Systems biology approach to exploring the effect of cyclic stretching on cardiac cell physiology

Chien-Cheng Chen¹, Tzyy-Yue Wong², Tzu-Yun Chin³, Wen-Hsien Lee^4,^5,⁶, Chan-Yen Kuo⁷, Yi-Chiung Hsu³

¹Department of Cardiology, Show Chwan Memorial Hospital, Changhua, Taiwan
²International Center for Wound Repair and Regeneration National Cheng Kung University, Tainan, Taiwan
³Department of Biomedical Sciences and Engineering, National Central University, Taoyuan, Taiwan
⁴Graduate Institute of Clinical Medicine, College of Medicine, Kaohsiung Medical University, Kaohsiung, Taiwan
⁵Department of Internal Medicine, Kaohsiung Municipal Hsiao-Kang Hospital, Kaohsiung Medical University, Kaohsiung, Taiwan
⁶Department of Internal Medicine, School of Medicine, College of Medicine, Kaohsiung Medical University, Kaohsiung, Taiwan
⁷Department of Research, Taipei Tzu Chi Hospital, Buddhist Tzu Chi Medical Foundation, New Taipei, Taiwan

* Equal contribution

Received: March 11, 2020Accepted: May 27, 2020Published: August 5, 2020

Copyright © 2020 Chen et al.
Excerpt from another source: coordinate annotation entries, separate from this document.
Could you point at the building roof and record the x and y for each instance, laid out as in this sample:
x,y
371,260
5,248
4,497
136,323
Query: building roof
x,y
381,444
This is an open-access article distributed under the terms of the Creative Commons Attribution (CC BY) 3.0 License, which permits unrestricted use, distribution, and reproduction in any medium, provided the original work is properly cited.

Abstract

Although mechanical forces are involved in pressure-overloaded cardiomyopathy, their effects on gene transcription profiles are not fully understood. Here, we used next-generation sequencing (NGS) to investigate changes in genomic profiles after cyclic mechanical stretching of human cardiomyocytes. We found that 85, 87, 32, 29, and 28 genes were differentially expressed after 1, 4, 12, 24, and 48 hours of stretching. Furthermore, 10 of the 29 genes that were up-regulated and 11 of the 28 that were down-regulated after 24 h showed the same changes after 48 h. We then examined expression of the genes that encode serpin family E member 1 (SERPINE1), DNA-binding protein inhibitor 1 (ID1), DNA-binding protein inhibitor 3 (ID3), and CCL2, a cytokine that acts as chemotactic factor in monocytes, in an RT-PCR experiment. The same changes were observed for all four genes after all cyclic stretching durations, confirming the NGS results. Taken together, these findings suggest that cyclical stretching can alter cardiac cell physiology by activating cardiac cell metabolism and impacting cholesterol biosynthesis signaling.